Il 12 dicembre Amazon ha iniziato a vendere ufficialmente anche in Italia il famigerato Kindle. Io l’ho ordinato all’istante, e il giorno dopo era già nelle mie mani (eccellente la velocità di spedizione di Amazon).

Era dall’estate che mi frullava in testa l’idea di comprare un ebook reader: deluso all’impossibilità pratica di portarmi A Dance with Dragons al mare (quel libro pesa dieci chili), mi era venuta voglia di un aggeggio che risolvesse definitivamente questo tipo di problemi. 

Dopo un mese di utilizzo abbastanza intenso, con l’equivalente di circa un migliaio di pagine lette,  direi il Kindle risponde perfettamente a questo tipo di necessità.
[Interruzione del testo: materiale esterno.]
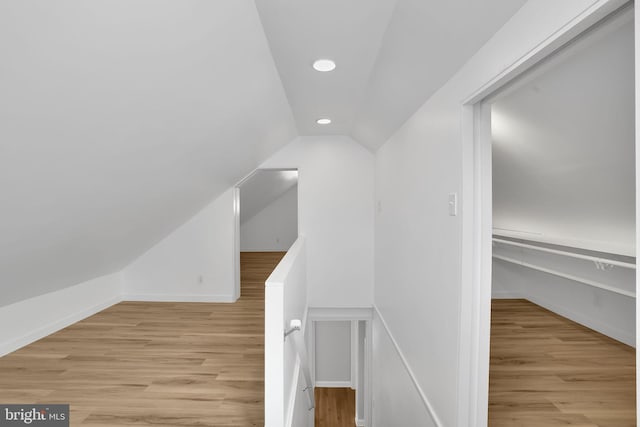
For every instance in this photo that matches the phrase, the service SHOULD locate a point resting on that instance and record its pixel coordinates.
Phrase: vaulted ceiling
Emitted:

E’ piccolo, è leggero, nella borsa non lo si sente neanche, sta perfettamente nella tasca posteriore dei pantaloni, e tenerlo in mano è comodissimo e per niente faticoso. E la lettura è stupefacente: lo schermo eink è quasi indistinguibile da un foglio di carta, non affatica affatto gli occhi e si può leggere per ore e ore senza alcuna difficoltà.

Dal punto di vista hardware, il Kindle è semplicissimo: uno schermo, una croce direzionale e quattro pulsanti nella parte inferiore, e sui lati i pulsanti per andare avanti e indietro con le pagine. In particolari, questi tasti sono perfetti: nè troppo duri nè troppo molli, sono perfettamente posizionati in modo da essere sempre a portata di dito, e permettono il cambio pagina in modo semplice e senza dover coprire lo schermo con la mano. La batteria è eterna, mi è arrivato quasi completamente carico e l’ho ricaricato un volta sola pochi giorni fa.

L’interfaccia è molto semplice: una lista di titoli, si seleziona quello che si vuole leggere e si viene subito portati al punto in cui eravamo rimasti. Ci sono poi una serie di simpatiche feature, non fondamentali ma che possono essere utili, come il dizionario integrato (in italiano, inglese e un botto di altre lingue), o la possibilità di scrivere note (molto scomodo con la tastiera a schermo) o sottolineare passaggi.

L’aggeggio ha il wifi, utile sostanzialmente per collegarsi al wireless di casa e accedere allo store di Amazon. C’è anche un browser, ma navigare è decisamente scomodo.

E a proposito di store di Amazon, l’esperienza dello shopping sul Kindle è decisamente buona: è possibile vedere i titoli in primo piano e fare ricerche, e con un solo click si completa l’acquisto, che viene scaricato all’istante. Anche i prezzi sono buoni, i bestseller costano all’incirca la metà dell’edizione cartacea e ci sono sempre molti titoli in offerta, e tanti classici gratuiti.

In definitiva, il Kindle fa una cosa sola, ma la fa benissimo: ti fa leggere. E dopo un po’ che lo si ha in mano, ci si immerge nella lettura e ci si dimentica che lo si sta facendo su un coso elettronico e non su un tradizionale libro di carta. E questo penso sia il miglior complimento che gli si possa fare.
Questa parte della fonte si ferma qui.